I started re-reading Eva Trout by Elizabeth Bowen among two days of gales. What is she doing, Eva Trout, why is she always escaping, to another household, another hotel, another country, and who are her allies, if any? Lashings of plot are bathed in onward uncertainty.  Elizabeth Bowen, and Eva, do not give much away. The sentences are tight and loose, nervous and lax. You can avoid saying by saying a lot as well by saying a little. You can fall into the abyss almost anywhere.

Twinges of recognition impel me on. I'm glad someone else has written this. I continue reading on flights to and from London, on trains to and from Gatwick. Eva Trout comes into her own when I'm on the move, all antennae out.

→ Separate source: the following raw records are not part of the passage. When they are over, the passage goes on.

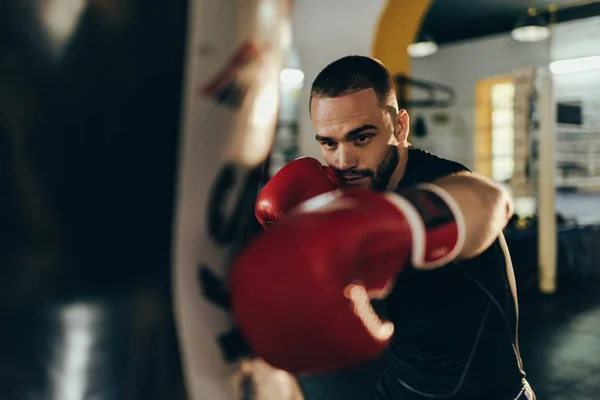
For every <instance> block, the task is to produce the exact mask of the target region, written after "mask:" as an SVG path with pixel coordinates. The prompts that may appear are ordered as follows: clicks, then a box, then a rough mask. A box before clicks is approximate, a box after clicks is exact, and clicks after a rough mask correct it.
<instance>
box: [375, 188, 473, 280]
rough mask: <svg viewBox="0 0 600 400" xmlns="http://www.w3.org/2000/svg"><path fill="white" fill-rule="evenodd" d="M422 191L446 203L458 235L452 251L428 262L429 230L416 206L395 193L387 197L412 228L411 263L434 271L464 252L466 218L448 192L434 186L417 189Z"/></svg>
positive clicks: (429, 245)
mask: <svg viewBox="0 0 600 400" xmlns="http://www.w3.org/2000/svg"><path fill="white" fill-rule="evenodd" d="M416 188H417V189H420V190H428V191H430V192H433V193H435V194H436V195H437V196H438V197H439V198H440V199H442V200H443V201H444V203H445V204H446V205H447V206H448V208H449V209H450V212H451V213H452V215H453V217H454V222H455V224H456V229H457V235H456V241H455V242H454V243H451V242H450V241H449V243H451V244H452V249H451V250H450V251H444V252H443V255H441V256H440V257H436V258H435V260H431V261H427V259H426V254H427V251H428V250H431V249H430V246H431V245H432V244H431V243H428V242H427V239H428V236H427V233H428V232H427V228H426V227H425V224H424V222H423V219H422V217H421V214H420V213H419V211H418V210H417V209H416V208H415V206H414V205H413V204H412V203H411V202H410V201H408V200H407V199H405V198H404V197H402V196H401V195H398V194H395V193H386V194H385V196H386V198H387V199H388V201H389V202H390V203H391V204H393V205H394V206H396V208H398V209H399V210H400V212H402V214H403V215H404V216H405V217H406V220H407V221H408V224H409V225H410V227H411V231H412V251H411V262H412V264H413V267H415V268H417V269H434V268H438V267H441V266H443V265H445V264H448V263H450V262H452V261H453V260H454V259H455V258H456V257H457V256H458V255H459V254H460V251H461V250H462V248H463V246H464V242H465V233H466V226H465V220H464V216H463V214H462V211H461V210H460V207H459V206H458V203H457V202H456V201H455V200H454V198H452V196H450V194H449V193H448V192H446V191H445V190H444V189H442V188H441V187H439V186H437V185H434V184H430V183H427V184H421V185H418V186H417V187H416ZM446 244H448V243H446Z"/></svg>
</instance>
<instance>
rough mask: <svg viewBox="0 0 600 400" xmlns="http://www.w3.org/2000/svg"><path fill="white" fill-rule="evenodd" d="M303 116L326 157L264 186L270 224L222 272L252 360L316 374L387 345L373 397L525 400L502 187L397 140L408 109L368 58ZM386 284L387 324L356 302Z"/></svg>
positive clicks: (263, 222)
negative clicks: (322, 287) (327, 166)
mask: <svg viewBox="0 0 600 400" xmlns="http://www.w3.org/2000/svg"><path fill="white" fill-rule="evenodd" d="M310 113H311V119H312V121H313V123H314V126H315V129H316V140H317V141H318V142H319V145H320V147H321V152H322V155H323V158H324V159H325V161H326V163H327V164H328V166H329V167H321V166H320V165H319V164H318V162H317V161H316V160H313V159H307V158H304V159H299V160H296V161H294V162H292V163H290V164H288V165H287V166H286V167H284V168H283V169H282V170H281V171H280V172H279V173H278V174H277V175H276V176H275V177H274V178H273V179H272V180H271V182H270V183H269V184H268V185H267V186H266V187H265V189H264V190H263V191H262V192H261V194H260V196H259V199H258V202H257V205H256V212H257V217H258V218H259V220H260V222H261V223H262V224H263V226H265V227H266V228H269V229H268V230H267V232H265V234H264V235H263V236H262V237H261V238H259V239H258V240H257V241H255V242H254V243H253V244H251V245H250V246H249V248H248V249H247V251H246V252H244V253H243V254H242V255H241V256H240V259H239V260H238V262H237V264H236V266H235V268H234V270H233V271H232V281H231V282H232V294H233V304H234V315H235V316H236V319H237V320H238V323H239V324H240V327H241V329H242V331H243V332H244V333H245V335H246V337H247V338H248V340H249V342H250V343H251V345H252V346H253V347H254V348H255V350H256V351H257V354H258V355H260V356H262V357H264V358H265V359H266V360H267V361H269V362H271V363H272V364H274V365H276V366H278V367H281V368H284V369H287V370H290V371H292V372H298V373H309V374H310V373H312V374H314V373H319V372H323V371H334V370H339V369H343V368H346V367H350V366H353V365H358V364H360V362H363V361H365V360H366V359H368V358H369V357H373V356H374V355H376V354H378V350H379V348H381V347H385V346H389V347H388V351H387V357H388V364H387V368H386V370H385V372H384V373H383V375H382V376H381V377H380V379H379V382H378V384H377V387H376V389H375V393H374V395H373V396H374V397H373V399H375V400H392V399H411V400H412V399H414V400H417V399H418V400H421V399H497V400H513V399H519V400H525V399H533V398H535V396H534V394H533V392H532V391H531V388H530V387H529V385H528V384H527V382H526V381H525V380H524V376H525V374H524V372H523V369H522V365H521V360H520V356H519V350H518V341H517V320H518V305H517V298H516V292H515V285H514V275H513V271H512V266H511V264H510V257H509V255H508V251H507V249H506V245H505V242H504V239H503V238H502V235H501V232H502V229H503V227H504V226H505V224H506V222H507V221H508V219H509V218H510V216H511V213H512V206H511V202H510V198H509V196H508V195H507V193H506V192H505V191H504V190H502V189H501V188H499V187H498V186H496V185H495V184H494V183H493V182H490V181H489V180H487V179H484V178H481V177H479V176H477V175H475V174H472V173H471V172H469V171H468V170H467V168H465V167H464V166H462V165H460V164H458V163H455V162H452V161H448V160H444V159H442V158H439V157H436V156H434V155H431V154H429V153H426V152H424V151H421V150H418V149H415V148H413V147H411V146H409V145H408V143H407V136H408V133H409V117H408V114H407V112H406V111H405V110H399V109H398V104H397V100H396V95H395V90H394V85H393V80H392V77H391V75H390V73H389V72H388V71H387V69H386V68H385V67H384V66H383V65H382V64H381V63H380V62H378V61H377V60H374V59H372V58H368V57H361V56H349V57H344V58H342V59H339V60H337V61H335V62H333V63H332V64H330V65H328V66H327V67H326V68H325V69H324V70H323V71H322V72H321V73H320V74H319V75H318V76H317V78H316V79H315V81H314V83H313V85H312V89H311V100H310ZM336 188H341V189H336ZM365 188H367V189H368V190H367V189H365ZM353 189H356V190H353ZM373 192H386V193H388V194H374V193H373ZM390 192H392V193H390ZM305 200H308V201H305ZM390 206H391V207H390ZM282 217H284V218H282ZM321 275H324V276H325V277H323V276H321ZM324 284H328V285H330V291H331V296H330V294H329V292H328V291H327V290H326V289H322V287H323V285H324ZM391 287H393V288H392V289H391V293H390V288H391ZM341 292H343V295H340V294H339V293H341ZM388 293H389V295H388V296H387V298H386V304H387V310H388V313H389V318H390V322H391V323H392V324H393V328H392V327H391V325H390V324H388V323H382V322H381V321H379V320H378V318H377V317H376V316H374V315H373V313H372V310H366V309H367V308H369V307H367V306H366V305H365V304H364V303H365V302H364V298H365V294H368V295H369V297H371V298H373V297H377V296H379V297H381V296H384V295H387V294H388ZM270 296H271V297H270ZM269 299H270V300H271V301H270V302H269ZM361 299H362V300H361ZM347 303H348V304H349V305H350V307H351V308H352V309H353V311H354V312H353V313H350V312H348V310H347V305H346V304H347ZM356 321H360V322H362V325H361V326H362V327H363V329H362V330H361V328H359V327H358V325H359V324H358V323H355V322H356ZM364 331H366V332H368V335H364ZM392 332H393V334H392ZM275 343H281V345H276V344H275ZM316 348H319V350H316Z"/></svg>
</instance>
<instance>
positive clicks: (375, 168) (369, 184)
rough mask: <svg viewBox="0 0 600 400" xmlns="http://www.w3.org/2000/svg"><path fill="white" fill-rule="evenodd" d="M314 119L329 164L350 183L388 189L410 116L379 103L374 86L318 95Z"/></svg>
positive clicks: (369, 186) (316, 130)
mask: <svg viewBox="0 0 600 400" xmlns="http://www.w3.org/2000/svg"><path fill="white" fill-rule="evenodd" d="M311 119H312V121H313V124H314V126H315V129H316V132H317V135H316V136H315V138H316V139H317V141H318V142H319V145H320V147H321V153H322V154H323V158H324V159H325V161H326V162H327V164H328V165H329V166H330V167H332V168H333V169H334V170H335V171H336V172H337V173H338V175H339V176H340V178H342V180H343V181H344V184H345V185H347V186H362V187H371V188H373V189H375V190H385V188H386V186H387V184H388V182H389V180H390V177H391V175H392V173H393V172H394V170H395V169H396V166H397V165H398V161H399V155H398V143H399V141H400V142H402V141H404V140H405V139H406V133H403V132H404V131H405V129H404V128H405V127H407V126H408V125H407V121H408V116H407V115H406V112H405V111H404V110H402V111H401V112H400V113H399V114H398V115H396V112H395V110H394V111H392V112H390V110H389V109H387V108H386V107H384V106H381V105H380V104H379V101H378V99H377V96H376V95H375V92H374V91H373V90H372V89H367V90H362V91H359V92H356V93H352V94H348V95H345V96H341V97H335V98H319V97H315V98H313V100H312V103H311Z"/></svg>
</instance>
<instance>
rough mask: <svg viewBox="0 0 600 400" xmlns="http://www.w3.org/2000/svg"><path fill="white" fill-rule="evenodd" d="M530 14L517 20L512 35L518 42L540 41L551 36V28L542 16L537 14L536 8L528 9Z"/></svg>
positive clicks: (528, 42)
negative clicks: (544, 19)
mask: <svg viewBox="0 0 600 400" xmlns="http://www.w3.org/2000/svg"><path fill="white" fill-rule="evenodd" d="M528 14H529V15H528V16H527V17H526V18H522V19H520V20H519V21H517V24H516V25H515V28H514V29H513V30H512V32H511V35H512V37H513V39H515V40H516V41H517V42H525V43H532V42H539V41H542V40H546V39H548V37H550V28H548V24H547V23H546V21H544V19H543V18H542V17H540V16H539V15H536V11H535V8H530V9H529V10H528Z"/></svg>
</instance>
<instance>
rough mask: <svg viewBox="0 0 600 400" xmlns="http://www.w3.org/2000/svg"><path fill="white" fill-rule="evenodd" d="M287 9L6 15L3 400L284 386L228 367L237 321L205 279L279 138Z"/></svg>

Life is an anti-novel, I read on page 211 of my Avon edition, 1978. The front cover has a woman in an unrealistically long blue satin dress, draped about on a sofa, also draped. The blue satin is at your own risk. 'Everything must be plausible, by tomorrow', on page 261. But it isn't.
Anyhow, what a slippery fish is identity; and what is it, besides a slippery fish?... What is a person? Is it true, there is not more than one of each? If so, is it this singular forcefulness, or forcefulness arising from being singular, which occasionally causes a person to bite on history? All the more, in that case, what is a person?